Posts tagged life choices

Moving House In Pain

Yesterday, myself and Mr. Claire were talking and on the spur of the moment, without thinking even five minutes into the future, he got me hosting and the like.  I spent the whole day looking at a complete copy of this blog on the wrong another domain name and contemplated if I really should move house.  Just to point out, I had no clue what I was doing and did things the long, hard, wrong way.  Obviously.  This is me.  He kept saying to me, we’ll get somebody to do it for you.  I’m stubborn.  I don’t like that kind of help.   Regardless of this, it just didn’t feel right.  So eventually, I decided to stay here and use the hosting and the like to learn how to do everything myself with a test site.  I’m an idiot.  I know this.  I hate when things aren’t perfect and I hate when I don’t feel at home.  I can’t read my posts over because I know I’ll just edit them constantly.  Isn’t that sad?  And I won’t comment on a blog more than once that doesn’t feel…comfy.  I have a wierd mind sometimes, I admit it.
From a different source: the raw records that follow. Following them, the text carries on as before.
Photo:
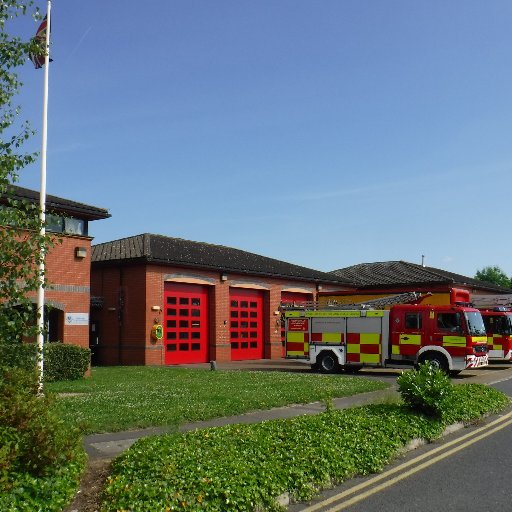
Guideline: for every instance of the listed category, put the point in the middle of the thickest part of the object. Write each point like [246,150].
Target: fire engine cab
[331,337]
[497,315]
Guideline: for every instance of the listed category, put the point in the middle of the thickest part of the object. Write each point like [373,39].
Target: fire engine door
[406,337]
[448,332]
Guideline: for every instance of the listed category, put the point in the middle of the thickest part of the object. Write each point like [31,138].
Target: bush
[41,457]
[61,361]
[18,355]
[246,467]
[425,390]
[65,362]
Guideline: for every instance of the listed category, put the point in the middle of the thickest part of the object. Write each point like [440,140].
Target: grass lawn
[247,467]
[123,398]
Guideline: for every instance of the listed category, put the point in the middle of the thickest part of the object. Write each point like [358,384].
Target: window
[449,322]
[74,226]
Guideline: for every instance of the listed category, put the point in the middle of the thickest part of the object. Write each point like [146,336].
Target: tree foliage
[21,245]
[494,274]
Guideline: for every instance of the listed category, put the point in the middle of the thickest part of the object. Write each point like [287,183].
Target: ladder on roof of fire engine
[490,301]
[401,298]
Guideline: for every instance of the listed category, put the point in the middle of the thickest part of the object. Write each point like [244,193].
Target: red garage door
[292,298]
[186,323]
[246,324]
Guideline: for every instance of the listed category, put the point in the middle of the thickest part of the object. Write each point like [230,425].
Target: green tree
[21,245]
[494,274]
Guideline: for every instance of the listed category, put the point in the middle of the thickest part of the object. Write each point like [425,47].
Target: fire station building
[68,266]
[157,300]
[381,279]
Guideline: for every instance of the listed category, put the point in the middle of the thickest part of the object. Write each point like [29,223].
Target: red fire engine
[497,315]
[330,337]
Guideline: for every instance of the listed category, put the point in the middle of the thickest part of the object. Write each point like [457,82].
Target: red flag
[40,37]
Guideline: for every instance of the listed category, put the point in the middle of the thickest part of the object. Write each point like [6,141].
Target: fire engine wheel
[328,363]
[436,360]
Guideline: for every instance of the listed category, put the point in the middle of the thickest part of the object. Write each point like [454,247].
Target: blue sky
[321,132]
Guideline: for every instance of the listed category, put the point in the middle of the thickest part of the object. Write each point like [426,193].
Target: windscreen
[475,323]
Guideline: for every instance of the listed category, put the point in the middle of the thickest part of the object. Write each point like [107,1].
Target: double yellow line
[372,486]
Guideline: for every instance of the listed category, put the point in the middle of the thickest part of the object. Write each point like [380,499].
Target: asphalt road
[468,470]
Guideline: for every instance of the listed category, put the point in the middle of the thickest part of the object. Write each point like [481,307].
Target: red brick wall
[143,288]
[69,286]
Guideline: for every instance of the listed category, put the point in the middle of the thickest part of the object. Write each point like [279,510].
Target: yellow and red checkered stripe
[336,338]
[408,345]
[364,347]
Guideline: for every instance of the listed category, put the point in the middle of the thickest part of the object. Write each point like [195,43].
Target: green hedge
[61,361]
[247,467]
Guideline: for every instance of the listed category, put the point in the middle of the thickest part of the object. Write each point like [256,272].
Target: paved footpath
[108,446]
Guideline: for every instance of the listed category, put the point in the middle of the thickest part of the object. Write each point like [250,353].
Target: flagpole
[42,205]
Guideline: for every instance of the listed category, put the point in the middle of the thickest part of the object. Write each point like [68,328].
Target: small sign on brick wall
[77,318]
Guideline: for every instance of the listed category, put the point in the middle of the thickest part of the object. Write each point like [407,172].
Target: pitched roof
[151,248]
[403,273]
[58,204]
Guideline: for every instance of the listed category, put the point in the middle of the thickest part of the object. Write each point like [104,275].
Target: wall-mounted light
[80,252]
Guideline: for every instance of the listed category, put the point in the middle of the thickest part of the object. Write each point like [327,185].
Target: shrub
[65,362]
[41,457]
[61,361]
[425,390]
[18,355]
 So, basically, I wanted to tell you that I made a decision that will make absolutely no difference to your lives 🙂

It is now the 10th of December and my carefully thought out Christmas shopping plan has pretty much fallen apart.  Ah well.  I can avoid everyone over Christmas and shop in January if I have to 🙂  Mr. Claire has been out of work since Thursday because he hurt his back.  He’s pretty useless to have around at the moment.  (Damnit, just remembered he won’t ever read that so I’m going to have to tell him I said it instead.  It just loses some of its effect that way.  I keep telling him I have no sympathy for his pain because he didn’t for me both times I was pregnant.  He will never live down the day he admitted he thought I was faking it during my first pregnancy.  Toerag.  I had morning sickness nearly every single day I was pregnant and a pinched nerve in my back.  It wasn’t exactly fun.

Sometimes we play argue over what hurts more and I always say nothing can beat childbirth.  But who can tell?  I’d love for just one man to get pregnant and give birth just so we can compare pain levels.  Maybe they could handle it better.  I doubt it though.  Women are pretty much preparing for it their whole lives while men tend to get shot down by a cold.  Oh, yes I can generalize.  It’s my blog.

As for the most excellent driving machine that keeps cutting out, our local mechanic was able to guess exactly what car we had just by the description of the problem yet he can’t fix it and told us to go elsewhere.  Wtf?  I was always under the impression that mechanics could solve any car problem but apparently not.  Apparently, some of them must be specialists.  Who knew?  I used to work in a place that taught mechanics.  My boss there had planned on turning me into a computer teacher but I left before I was old enough.  I know some of you are sniggering at the thoughts of me teaching computers but back then I hadn’t donated my brain cells to my children.  🙂  Isn’t it strange though how life can so quickly change?  One event made me leave that job, I wonder what I would be doing if I had stayed there.  Is there anything you’ve done that you wonder what would have happened had you made a different choice?